Este andamiaje pudo sostenerse con Perón vivo, aunque era un factor que debilitaba las fuerzas del movimiento nacional, por sustituir una jerarquía de cuadros políticos (que puede ser leal, pero no dócil) por una burocracia de arribistas incondicionales (aunque traidora en potencia). Prometía perdurar con el matrimonio formado por Néstor y Cristina, hasta la desaparición del primero, circunstancia que problematizó el asunto de la sucesión. Sin incursionar en el tema de lo que pudo ser, y no fue, la crisis de la representación seguía vigente, lo que potenció el peso de los errores políticos, que fueron suficientes para generar la derrota del 2013 frente a Sergio Massa y explican, en definitiva, el triunfo de Macri en el 2015.
Los últimos años del ciclo kirchnerista, enmarcados por la crisis económica global, fueron lo mejor, en ciertos aspectos (YPF, AFJP, Aerolíneas, conducción del conflicto con los buitres) y acumularon, al mismo tiempo, los mayores desatinos de orden político, el más destacado y determinante de los cuales fue la ruptura con el movimiento obrero, después de las elecciones del 2011. La carencia de tacto, por darle un nombre quizás limitado, pareció dominar el ánimo presidencial, con episodios lamentables, como la descalificación de los docentes (un gremio aliado) y la campaña de Mariotto, que seguía órdenes de la Casa Rosada, contra el gobernador Scioli y el peronismo bonaerense, que se suspendió tardíamente y prologó la catástrofe del 2015.

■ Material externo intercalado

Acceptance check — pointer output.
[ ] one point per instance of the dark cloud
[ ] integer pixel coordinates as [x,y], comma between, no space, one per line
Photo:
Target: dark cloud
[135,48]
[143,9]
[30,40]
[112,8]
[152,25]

(1) Alfonsín lograba una inversión de los hechos, en realidad, al señalar como “cómplice” al sector social que fue la víctima principal del Proceso militar, los trabajadores y el movimiento obrero, con mayoría entre los desaparecidos y erigirse él mismo, y sus correligionarios, en denunciantes, pese a que fueron en realidad sus cómplices. Según Balbín, Videla era “un general democrático”.
(2) Con mayores pretensiones de “ciencia social”, en la década del 70 estuvo de moda “Ideología y aparatos ideológicos del Estado”, un libro de Althusser que, sin considerar que el mundo europeo satisfecho no tenía interés en sublevarse contra el capitalismo, que para esa porción del planeta y en las condiciones del imperialismo brindaba a todos el “Estado de bienestar” –a costa del resto, la periferia colonial y semicolonial–, sin considerar, decimos, ese “detalle”, llegaba a la conclusión de que los “aparatos ideológicos” logran “reproducir” el sistema dominante, imponiéndose a la crítica de los que quieren subvertirlo. Naturalmente, Althusser desdeñaba la posibilidad de someter sus esquemáticas fórmulas a un examen de la historia real.